WICHITA, Kan. As the summer heats up, so do activities.
"We play outside, we do some chores, we swim a lot," said third grader Bella Peters.
And learning can get pushed to the back burner. But teachers stress ignoring education for these few months can lead to what's known as summer regression.
"Summer regression does not have to happen," said Valley Center Director of Learning Rebecca Khosravipour. "It is something that can be minimized pretty easily just by taking some simple steps."
A recent study finds most children lose about a month's worth of math and reading skills during the summer. As a mom and a teacher, Kesha Peters is all too familiar with this brain drain.
"We really spend a lot of our first nine weeks reviewing what happened in the grade they were in before," Peters said. "If those kids maybe did a few more things over the summer, we wouldn't have to spend so much time reviewing and we could get right into the meat of the grade that we're in."
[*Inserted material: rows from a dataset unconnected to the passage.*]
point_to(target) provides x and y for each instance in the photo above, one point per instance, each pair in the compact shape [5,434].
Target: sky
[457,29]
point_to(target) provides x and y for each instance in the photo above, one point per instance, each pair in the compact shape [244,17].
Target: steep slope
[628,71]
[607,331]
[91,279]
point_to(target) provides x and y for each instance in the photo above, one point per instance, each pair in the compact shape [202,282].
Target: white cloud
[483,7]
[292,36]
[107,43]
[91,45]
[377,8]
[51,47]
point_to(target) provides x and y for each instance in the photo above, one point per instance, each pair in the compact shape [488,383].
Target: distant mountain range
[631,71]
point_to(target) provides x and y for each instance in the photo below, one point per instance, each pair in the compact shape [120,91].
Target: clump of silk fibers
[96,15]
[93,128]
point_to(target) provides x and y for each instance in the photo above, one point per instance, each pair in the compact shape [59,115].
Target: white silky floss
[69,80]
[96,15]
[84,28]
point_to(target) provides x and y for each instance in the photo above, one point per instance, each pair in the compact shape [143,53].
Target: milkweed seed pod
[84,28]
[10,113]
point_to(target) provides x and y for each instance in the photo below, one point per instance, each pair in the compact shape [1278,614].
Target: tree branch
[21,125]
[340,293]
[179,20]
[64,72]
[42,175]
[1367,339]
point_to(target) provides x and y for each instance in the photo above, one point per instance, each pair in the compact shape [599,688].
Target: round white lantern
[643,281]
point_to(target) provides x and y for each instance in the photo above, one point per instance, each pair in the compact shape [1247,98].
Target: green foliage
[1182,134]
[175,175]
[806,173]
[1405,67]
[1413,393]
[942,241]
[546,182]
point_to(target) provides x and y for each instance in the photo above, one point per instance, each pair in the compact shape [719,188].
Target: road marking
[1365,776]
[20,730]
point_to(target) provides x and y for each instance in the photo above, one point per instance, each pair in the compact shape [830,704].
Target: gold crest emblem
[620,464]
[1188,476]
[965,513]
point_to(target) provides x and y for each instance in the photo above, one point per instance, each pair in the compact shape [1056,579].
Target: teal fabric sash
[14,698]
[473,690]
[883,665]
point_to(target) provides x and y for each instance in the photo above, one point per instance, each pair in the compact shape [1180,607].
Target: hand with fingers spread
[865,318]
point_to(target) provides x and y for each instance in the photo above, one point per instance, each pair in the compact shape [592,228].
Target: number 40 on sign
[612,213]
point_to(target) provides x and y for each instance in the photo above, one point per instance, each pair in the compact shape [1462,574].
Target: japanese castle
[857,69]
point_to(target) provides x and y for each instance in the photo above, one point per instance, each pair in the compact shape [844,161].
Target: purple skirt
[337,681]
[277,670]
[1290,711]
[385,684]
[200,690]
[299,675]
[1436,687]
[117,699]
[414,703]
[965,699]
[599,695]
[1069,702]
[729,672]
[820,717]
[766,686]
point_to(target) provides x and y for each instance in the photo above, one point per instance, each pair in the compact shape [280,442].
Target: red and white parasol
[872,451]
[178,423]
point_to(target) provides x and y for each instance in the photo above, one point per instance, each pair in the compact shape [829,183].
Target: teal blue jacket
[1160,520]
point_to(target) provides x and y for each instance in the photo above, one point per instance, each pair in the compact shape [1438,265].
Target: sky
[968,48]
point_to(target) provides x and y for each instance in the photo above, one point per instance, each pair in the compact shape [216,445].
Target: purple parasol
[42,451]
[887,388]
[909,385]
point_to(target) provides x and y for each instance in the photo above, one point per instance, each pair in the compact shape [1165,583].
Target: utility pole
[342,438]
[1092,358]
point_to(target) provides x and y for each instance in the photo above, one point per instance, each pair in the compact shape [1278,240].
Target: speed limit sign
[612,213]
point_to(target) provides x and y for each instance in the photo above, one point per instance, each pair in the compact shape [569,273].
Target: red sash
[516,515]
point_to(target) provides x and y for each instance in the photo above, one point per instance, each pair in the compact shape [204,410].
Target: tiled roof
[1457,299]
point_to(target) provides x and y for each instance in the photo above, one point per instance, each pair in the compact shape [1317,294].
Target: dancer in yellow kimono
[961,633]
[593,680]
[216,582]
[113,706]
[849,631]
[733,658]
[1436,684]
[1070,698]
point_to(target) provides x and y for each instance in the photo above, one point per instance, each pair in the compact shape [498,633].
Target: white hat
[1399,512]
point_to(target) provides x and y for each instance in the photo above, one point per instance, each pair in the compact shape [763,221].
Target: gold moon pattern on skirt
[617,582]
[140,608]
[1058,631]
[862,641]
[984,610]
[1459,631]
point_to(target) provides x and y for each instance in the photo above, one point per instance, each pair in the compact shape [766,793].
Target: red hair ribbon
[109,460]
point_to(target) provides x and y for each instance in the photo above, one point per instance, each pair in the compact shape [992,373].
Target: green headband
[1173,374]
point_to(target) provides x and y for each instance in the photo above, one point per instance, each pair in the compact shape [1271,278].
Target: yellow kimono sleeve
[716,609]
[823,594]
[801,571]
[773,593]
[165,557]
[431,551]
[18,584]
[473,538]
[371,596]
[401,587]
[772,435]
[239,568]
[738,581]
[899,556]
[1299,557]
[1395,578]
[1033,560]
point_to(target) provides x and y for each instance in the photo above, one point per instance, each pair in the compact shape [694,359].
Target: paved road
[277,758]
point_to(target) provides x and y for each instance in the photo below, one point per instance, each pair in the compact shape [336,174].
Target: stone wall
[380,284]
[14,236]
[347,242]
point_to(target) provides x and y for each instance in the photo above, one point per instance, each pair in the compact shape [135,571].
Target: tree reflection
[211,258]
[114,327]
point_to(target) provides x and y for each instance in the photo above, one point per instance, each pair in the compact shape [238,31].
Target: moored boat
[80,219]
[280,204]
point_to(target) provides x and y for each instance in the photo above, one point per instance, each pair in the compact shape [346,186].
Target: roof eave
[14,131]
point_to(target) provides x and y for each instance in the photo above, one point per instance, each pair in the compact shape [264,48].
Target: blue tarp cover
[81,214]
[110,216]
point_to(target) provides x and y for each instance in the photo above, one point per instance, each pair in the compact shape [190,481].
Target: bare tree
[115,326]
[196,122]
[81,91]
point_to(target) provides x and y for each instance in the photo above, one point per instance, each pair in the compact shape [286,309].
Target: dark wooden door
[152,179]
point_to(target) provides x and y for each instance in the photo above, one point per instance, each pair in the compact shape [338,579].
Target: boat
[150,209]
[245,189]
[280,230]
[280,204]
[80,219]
To keep her own kids thinking, Kesha uses workbooks each day, but stresses learning doesn't have to come from pages.
"It doesn't have to be anything formal," Peters said. "It could be something as simple as when you're driving in the car or even when you're outside playing you know have them count how many baskets they make just little things that can help kind of keep their brains rolling."
Summer provides a chance to capture real life experiences, and transform them into learning opportunities.
"A trip to the grocery store can be full of learning activities," said Khosravipour. "We can get into measurement, fractions, budgeting, keeping a running total, adding, and subtracting, all of those things can happen in a simple grocery store trip."